No matter, Tariq Ramadan has done nothing wrong. He will never do anything wrong. He lectures about Islam, he writes about Islam, he broadcasts about Islam. He puts himself forward as a man of dialogue, someone open to a debate. A debate about secularism which, according to him, needs to adapt itself to the new place taken by religion in Western democracy. A secularism and a democracy which must also accept those traditions imported by minority communities. Nothing bad in that. Tariq Ramadan is never going to grab a Kalashnikov with which to shoot journalists at an editorial meeting. Nor will he ever cook up a bomb to be used in an airport concourse. Others will be doing all that kind of stuff. It will not be his role. His task, under cover of debate, is to dissuade people from criticising his religion in any way. The political science students who listened to him last week will, once they have become journalists or local officials, not even dare to write nor say anything negative about Islam. The little dent in their secularism made that day will bear fruit in a fear of criticising lest they appear Islamophobic. That is Tariq Ramadan’s task.

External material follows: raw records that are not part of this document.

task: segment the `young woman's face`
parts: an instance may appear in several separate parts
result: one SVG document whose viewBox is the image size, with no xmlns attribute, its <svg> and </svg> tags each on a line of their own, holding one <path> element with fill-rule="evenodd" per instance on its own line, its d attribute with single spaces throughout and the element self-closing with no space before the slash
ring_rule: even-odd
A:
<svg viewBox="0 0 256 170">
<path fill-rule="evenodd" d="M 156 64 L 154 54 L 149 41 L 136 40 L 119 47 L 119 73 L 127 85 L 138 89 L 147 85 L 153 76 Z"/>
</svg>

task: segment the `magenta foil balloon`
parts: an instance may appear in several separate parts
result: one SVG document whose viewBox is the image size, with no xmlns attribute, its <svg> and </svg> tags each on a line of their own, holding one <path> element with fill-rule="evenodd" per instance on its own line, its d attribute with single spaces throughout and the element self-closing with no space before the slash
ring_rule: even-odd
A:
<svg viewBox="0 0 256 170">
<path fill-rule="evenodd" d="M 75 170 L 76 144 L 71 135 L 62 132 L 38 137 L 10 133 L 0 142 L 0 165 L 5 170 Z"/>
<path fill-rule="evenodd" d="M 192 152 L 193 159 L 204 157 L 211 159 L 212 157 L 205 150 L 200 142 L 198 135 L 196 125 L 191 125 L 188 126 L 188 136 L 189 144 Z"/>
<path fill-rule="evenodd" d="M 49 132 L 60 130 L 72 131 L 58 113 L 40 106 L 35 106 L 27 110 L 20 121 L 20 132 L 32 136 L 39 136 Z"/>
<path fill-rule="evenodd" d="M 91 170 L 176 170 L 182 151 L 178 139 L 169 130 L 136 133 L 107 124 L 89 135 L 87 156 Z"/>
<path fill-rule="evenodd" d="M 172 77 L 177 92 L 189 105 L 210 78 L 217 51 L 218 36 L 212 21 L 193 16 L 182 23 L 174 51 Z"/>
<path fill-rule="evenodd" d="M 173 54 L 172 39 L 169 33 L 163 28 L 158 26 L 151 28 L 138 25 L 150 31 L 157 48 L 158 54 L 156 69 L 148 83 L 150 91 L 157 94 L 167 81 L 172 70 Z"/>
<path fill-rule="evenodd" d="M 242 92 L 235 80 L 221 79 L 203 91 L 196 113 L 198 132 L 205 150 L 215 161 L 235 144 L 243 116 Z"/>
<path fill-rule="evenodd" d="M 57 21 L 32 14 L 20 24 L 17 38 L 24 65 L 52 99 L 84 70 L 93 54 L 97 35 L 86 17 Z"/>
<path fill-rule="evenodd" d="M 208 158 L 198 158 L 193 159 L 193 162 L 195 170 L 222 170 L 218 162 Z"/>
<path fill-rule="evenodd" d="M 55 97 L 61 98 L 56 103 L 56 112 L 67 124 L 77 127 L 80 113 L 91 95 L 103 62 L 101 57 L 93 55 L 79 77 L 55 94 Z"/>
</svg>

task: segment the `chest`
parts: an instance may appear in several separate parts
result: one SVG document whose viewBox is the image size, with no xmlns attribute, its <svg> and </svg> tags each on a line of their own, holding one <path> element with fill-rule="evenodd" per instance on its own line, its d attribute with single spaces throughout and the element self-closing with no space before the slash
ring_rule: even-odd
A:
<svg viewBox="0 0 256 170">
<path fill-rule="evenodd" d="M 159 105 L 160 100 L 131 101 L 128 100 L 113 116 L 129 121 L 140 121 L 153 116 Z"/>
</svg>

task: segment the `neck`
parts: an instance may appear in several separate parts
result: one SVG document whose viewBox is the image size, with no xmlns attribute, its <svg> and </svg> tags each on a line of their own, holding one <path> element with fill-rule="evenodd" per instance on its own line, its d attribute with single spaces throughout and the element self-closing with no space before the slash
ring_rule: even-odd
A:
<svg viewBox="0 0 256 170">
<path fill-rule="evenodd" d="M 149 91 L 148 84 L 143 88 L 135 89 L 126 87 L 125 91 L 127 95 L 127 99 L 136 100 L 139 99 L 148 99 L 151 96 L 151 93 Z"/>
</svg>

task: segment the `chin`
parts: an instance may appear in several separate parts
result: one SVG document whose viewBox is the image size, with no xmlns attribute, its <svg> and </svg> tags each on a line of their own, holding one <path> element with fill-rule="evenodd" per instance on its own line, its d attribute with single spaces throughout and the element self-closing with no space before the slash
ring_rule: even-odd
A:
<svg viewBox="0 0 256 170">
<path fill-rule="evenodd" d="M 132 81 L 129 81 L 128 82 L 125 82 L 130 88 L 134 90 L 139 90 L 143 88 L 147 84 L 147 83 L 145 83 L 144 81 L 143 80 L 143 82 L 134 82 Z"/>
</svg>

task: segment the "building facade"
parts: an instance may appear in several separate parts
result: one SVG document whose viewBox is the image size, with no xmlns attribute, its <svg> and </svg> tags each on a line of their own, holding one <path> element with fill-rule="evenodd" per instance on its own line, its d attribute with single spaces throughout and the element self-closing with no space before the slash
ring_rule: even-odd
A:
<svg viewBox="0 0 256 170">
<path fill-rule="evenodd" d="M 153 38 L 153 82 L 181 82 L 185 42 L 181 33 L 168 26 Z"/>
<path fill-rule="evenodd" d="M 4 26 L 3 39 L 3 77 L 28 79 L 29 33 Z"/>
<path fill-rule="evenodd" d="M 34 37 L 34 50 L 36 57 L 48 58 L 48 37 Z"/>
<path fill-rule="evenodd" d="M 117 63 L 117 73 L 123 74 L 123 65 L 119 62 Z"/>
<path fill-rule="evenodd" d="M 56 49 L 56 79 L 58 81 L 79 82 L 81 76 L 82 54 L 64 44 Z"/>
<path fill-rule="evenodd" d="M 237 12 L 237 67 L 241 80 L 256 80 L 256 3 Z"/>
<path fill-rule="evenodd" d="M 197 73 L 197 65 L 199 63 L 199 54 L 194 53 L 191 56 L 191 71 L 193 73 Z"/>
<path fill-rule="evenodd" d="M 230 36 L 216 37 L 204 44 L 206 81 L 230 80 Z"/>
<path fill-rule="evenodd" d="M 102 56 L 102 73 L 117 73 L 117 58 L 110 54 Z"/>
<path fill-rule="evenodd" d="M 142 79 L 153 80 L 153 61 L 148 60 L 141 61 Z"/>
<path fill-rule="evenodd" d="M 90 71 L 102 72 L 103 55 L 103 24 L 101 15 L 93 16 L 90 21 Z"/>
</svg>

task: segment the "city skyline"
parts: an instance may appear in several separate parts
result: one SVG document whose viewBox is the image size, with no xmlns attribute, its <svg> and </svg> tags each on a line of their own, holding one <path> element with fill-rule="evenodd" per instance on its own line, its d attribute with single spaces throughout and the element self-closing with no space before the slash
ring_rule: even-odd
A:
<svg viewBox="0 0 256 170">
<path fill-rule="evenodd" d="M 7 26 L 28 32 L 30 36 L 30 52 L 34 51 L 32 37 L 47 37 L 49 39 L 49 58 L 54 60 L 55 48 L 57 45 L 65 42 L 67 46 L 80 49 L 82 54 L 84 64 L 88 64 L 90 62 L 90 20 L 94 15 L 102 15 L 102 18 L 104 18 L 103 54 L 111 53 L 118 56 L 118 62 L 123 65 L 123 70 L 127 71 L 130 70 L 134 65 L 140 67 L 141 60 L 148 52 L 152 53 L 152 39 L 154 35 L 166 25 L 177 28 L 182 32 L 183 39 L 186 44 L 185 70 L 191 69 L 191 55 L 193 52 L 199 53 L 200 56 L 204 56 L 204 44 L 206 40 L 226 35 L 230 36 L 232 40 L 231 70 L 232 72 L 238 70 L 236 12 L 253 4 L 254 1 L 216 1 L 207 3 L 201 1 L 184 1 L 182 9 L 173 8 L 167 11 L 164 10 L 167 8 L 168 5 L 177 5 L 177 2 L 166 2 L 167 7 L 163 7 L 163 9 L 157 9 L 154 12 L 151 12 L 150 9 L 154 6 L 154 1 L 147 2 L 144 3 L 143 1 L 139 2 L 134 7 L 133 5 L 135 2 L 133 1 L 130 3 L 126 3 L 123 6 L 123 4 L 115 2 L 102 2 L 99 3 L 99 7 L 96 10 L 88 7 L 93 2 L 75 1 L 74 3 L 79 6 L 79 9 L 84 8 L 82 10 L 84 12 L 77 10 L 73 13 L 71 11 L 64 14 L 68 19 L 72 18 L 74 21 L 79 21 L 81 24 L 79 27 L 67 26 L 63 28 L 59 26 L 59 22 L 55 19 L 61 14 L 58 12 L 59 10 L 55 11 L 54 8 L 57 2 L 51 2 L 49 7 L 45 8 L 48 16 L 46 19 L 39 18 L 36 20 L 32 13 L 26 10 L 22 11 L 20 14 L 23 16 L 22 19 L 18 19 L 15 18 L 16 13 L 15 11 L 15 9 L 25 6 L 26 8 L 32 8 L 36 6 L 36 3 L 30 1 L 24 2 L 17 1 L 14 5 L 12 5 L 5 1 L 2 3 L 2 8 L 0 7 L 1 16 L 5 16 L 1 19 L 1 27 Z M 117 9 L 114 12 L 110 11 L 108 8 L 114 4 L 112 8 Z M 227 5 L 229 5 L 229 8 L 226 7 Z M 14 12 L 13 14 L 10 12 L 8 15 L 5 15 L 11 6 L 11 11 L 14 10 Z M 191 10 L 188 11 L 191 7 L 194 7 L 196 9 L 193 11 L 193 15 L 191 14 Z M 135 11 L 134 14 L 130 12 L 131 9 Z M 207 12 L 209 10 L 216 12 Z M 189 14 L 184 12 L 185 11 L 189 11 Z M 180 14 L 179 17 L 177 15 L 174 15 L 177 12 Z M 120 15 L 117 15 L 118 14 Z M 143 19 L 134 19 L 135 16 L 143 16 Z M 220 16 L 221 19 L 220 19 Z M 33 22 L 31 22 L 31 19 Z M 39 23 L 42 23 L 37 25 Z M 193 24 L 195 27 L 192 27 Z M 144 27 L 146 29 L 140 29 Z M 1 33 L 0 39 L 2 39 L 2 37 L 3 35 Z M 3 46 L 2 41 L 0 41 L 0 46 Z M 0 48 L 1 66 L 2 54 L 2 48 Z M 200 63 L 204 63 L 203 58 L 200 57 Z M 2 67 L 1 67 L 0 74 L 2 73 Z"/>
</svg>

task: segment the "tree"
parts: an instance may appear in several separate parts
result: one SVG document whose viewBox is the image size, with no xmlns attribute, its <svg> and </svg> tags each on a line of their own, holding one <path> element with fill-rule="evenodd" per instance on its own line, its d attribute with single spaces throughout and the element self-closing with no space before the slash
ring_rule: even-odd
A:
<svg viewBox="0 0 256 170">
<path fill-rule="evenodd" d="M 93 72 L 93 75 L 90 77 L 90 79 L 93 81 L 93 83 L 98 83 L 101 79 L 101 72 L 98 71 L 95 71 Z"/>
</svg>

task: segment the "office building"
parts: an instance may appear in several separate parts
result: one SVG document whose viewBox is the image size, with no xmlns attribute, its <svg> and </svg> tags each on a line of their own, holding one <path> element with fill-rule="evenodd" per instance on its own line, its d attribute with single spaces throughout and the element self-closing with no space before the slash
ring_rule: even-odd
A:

We’re all too familiar with intimidation of this sort, which only works for Islam because of fear of retribution. The editorial gives more examples of Taria-ism (sadly, neither Glenn Greenwald nor Reza Aslan are mentioned), and then the writer affixes some blame for terrorism on its victims:
And yet, none of what is about to happen in the airport or metro of Brussels can really happen without everyone’s contribution. Because the incidence of all of it is informed by some version of the same dread or fear. The fear of contradiction or objection. The aversion to causing controversy. The dread of being treated as an Islamophobe or being called racist. Really, a kind of terror. And that thing which is just about to happen when the taxi-ride ends [the ride of the three bombers to the Brussels airport] is but a last step in a journey of rising anxiety. It’s not easy to get some proper terrorism going without a preceding atmosphere of mute and general apprehension.
Umm. . . I’m not so sure about that. It all has to begin somewhere, before there is fear, and the modern spate of Islamist terrorism preceded the fear of criticizing it. After all, you don’t become shy of criticizing a religion until people have killed in its name.
And the peroration:
The first task of the guilty is to blame the innocent. It’s an almost perfect inversion of culpability. From the bakery that forbids you to eat what you like, to the woman who forbids you to admit that you are troubled by her veil, we are submerged in guilt for permitting ourselves such thoughts. And that is where and when fear has started its sapping, undermining work. And the way is marked for all that will follow.
Presumably, the point is to inform us of the terrorists’ message: violence will stop as soon as we stop criticizing Islam—or pointing out some of its incompatibilities with Enlightenment-informed democracies.
Charlie Hebdo is right that we should never, ever, stop criticizing irrationality, even if it puts us in danger. But even if we did, would that stop the terrorism, as the editorial implies? I don’t think so. The beef of Islamist terrorists isn’t criticism of their faith, but the incompatibility they see between their religion and modern secular society.